Section 9.6. Unicode

9.6. Unicode

Plain strings are converted into Unicode strings either explicitly, with the unicode built-in, or implicitly, when you pass a plain string to a function that expects Unicode. In either case, the conversion is done by an auxiliary object known as a codec (for coder-decoder). A codec can also convert Unicode strings to plain strings, either explicitly, with the encode method of Unicode strings, or implicitly.

To identify a codec, pass the codec name to unicode or encode. When you pass no codec name, and for implicit conversion, Python uses a default encoding, normally 'ascii'. You can change the default encoding in the startup phase of a Python program, as covered in "The site and sitecustomize Modules" on page 338; see also setdefaultencoding on page 170. However, such a change is not a good idea for most "serious" Python code: it might too easily interfere with code in the standard Python libraries or third-party modules, written to expect the normal 'ascii'.

Every conversion has a parameter errors, a string specifying how conversion errors are to be handled. The default is 'strict', meaning any error raises an exception. When errors is 'replace', the conversion replaces each character that causes an error with '?' in a plain-string result and with u'\ufffd' in a Unicode result. When errors is 'ignore', the conversion silently skips characters that cause errors. When errors is 'xmlcharrefreplace', the conversion replaces each character that causes an error with the XML character reference representation of that character in the result. You may also code your own function to implement a conversion-error-handling strategy and register it under an appropriate name by calling codecs.register_error.

9.6.1. The codecs Module

The mapping of codec names to codec objects is handled by the codecs module. This module also lets you develop your own codec objects and register them so that they can be looked up by name, just like built-in codecs. Module codecs also lets you look up any codec explicitly, obtaining the functions the codec uses for encoding and decoding, as well as factory functions to wrap file-like objects. Such advanced facilities of module codecs are rarely used, and are not covered further in this book.

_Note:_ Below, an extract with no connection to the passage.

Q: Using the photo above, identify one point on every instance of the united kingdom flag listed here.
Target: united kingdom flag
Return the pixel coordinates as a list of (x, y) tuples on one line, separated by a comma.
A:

The codecs module, together with the encodings package of the standard Python library, supplies built-in codecs useful to Python developers dealing with internationalization issues. Python comes with over 100 codecs; a list of these codecs, with a brief explanation of each, is at http://docs.python.org/lib/standard-encodings.html. Any supplied codec can be installed as the site-wide default by module sitecustomize, but the preferred usage is to always specify the codec by name whenever you are converting explicitly between plain and Unicode strings. The codec installed by default is 'ascii', which accepts only characters with codes between 0 and 127, the 7-bit range of the American Standard Code for Information Interchange (ASCII) that is common to almost all encodings. A popular codec is 'latin-1', a fast, built-in implementation of the ISO 8859-1 encoding that offers a one-byte-per-character encoding of all special characters needed for Western European languages.

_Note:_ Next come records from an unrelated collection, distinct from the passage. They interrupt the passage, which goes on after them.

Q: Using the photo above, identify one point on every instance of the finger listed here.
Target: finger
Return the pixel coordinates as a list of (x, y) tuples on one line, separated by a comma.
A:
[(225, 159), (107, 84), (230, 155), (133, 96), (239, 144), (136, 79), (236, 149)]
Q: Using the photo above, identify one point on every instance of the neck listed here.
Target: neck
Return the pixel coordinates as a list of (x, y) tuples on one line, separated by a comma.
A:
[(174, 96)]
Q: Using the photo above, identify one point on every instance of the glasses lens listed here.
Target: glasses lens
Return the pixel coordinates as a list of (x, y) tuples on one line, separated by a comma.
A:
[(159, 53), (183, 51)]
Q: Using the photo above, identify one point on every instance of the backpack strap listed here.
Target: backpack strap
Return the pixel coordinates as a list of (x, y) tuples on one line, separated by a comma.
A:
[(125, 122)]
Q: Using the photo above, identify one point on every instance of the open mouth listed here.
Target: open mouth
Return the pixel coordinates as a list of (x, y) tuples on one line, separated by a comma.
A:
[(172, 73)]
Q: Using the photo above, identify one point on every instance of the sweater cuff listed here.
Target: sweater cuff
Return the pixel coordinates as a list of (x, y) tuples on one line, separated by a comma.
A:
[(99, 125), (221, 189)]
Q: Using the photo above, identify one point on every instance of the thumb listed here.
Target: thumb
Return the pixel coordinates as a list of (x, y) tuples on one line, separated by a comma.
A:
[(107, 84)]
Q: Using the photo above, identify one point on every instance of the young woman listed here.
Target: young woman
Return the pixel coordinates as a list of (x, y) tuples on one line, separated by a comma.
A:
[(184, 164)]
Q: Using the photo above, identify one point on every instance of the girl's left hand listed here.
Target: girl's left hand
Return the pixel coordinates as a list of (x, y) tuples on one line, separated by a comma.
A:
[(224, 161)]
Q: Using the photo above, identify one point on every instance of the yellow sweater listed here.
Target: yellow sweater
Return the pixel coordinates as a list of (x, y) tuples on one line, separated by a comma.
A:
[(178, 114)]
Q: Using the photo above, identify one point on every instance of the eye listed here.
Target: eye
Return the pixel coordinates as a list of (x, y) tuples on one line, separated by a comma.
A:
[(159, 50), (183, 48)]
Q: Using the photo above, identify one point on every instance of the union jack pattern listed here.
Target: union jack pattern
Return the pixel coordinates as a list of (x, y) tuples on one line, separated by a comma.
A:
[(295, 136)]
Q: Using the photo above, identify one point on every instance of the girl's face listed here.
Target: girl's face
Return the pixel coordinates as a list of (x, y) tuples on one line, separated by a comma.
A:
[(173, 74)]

The codecs module also supplies codecs implemented in Python for most ISO 8859 encodings, with codec names from 'iso8859-1' to 'iso8859-15'. On Windows systems only, the codec named 'mbcs' wraps the platform's multibyte character set conversion procedures. Many codecs specifically support Asian languages. Module codecs also supplies several standard code pages (codec names from 'cp037' to 'cp1258'), Mac-specific encodings (codec names from 'mac-cyrillic' to 'mac-turkish'), and Unicode standard encodings 'utf-8' and 'utf-16' (the latter also has specific big-endian and little-endian variants: 'utf-16-be' and 'utf-16-le'). For use with UTF-16, module codecs also supplies attributes BOM_BE and BOM_LE, byte-order marks for big-endian and little-endian machines, respectively, and BOM, the byte-order mark for the current platform.

Module codecs also supplies a function to let you register your own conversion-error-handling functions.

register_error
register_error(name,func)

name must be a string. func must be callable with one argument e that's an instance of exception UnicodeDecodeError and must return a tuple with two items: the Unicode string to insert in the converted-string result and the index from which to continue the conversion (the latter is normally e.end). The function's body can use e.encoding, the name of the codec of this conversion, and e.object[e.start:e.end], the substring that caused the conversion error.

Module codecs also supplies two functions to ease dealing with files of encoded text.

EncodedFile
EncodedFile(file,datacodec,filecodec=None,errors='strict')

Wraps the file-like object file, returning a file-like object ef that implicitly and transparently applies the given encodings to all data read from or written to the file. When you write a string s to ef, ef first decodes s with the codec named by datacodec, then encodes the result with the codec named by filecodec and writes it to file. When you read a string, ef applies filecodec first, then datacodec. When filecodec is None, ef uses datacodec for both steps in either direction.

For example, if you want to write strings that are encoded in latin-1 to sys.stdout and have the strings come out in utf-8, use the following:

import sys, codecs sys.stdout = codecs.EncodedFile(sys.stdout,'latin-1','utf-8')

open
open(filename,mode='rb',encoding=None,errors='strict', buffering=1)

Uses the built-in function open (covered in "Creating a File Object with open" on page 216) to supply a file-like object that accepts and/or provides Unicode strings to/from Python client code, while the underlying file can either be in Unicode (when encoding is None) or use the codec named by encoding. For example, if you want to write Unicode strings to file uni.txt and have the strings implicitly encoded as latin-1 in the file, replacing with '?' any character that cannot be encoded in Latin-1, use the following:

import codecs flout = codecs.open('uni.txt','w','latin-1','replace') # now you can write Unicode strings directly to flout flout.write(u'élève') flout.close( )

9.6.2. The unicodedata Module

The unicodedata module supplies easy access to the Unicode Character Database. Given any Unicode character, you can use functions supplied by module unicodedata to obtain the character's Unicode category, official name (if any), and other, more exotic information. You can also look up the Unicode character (if any) that corresponds to a given official name. Such advanced facilities are rarely needed, and are not covered further in this book.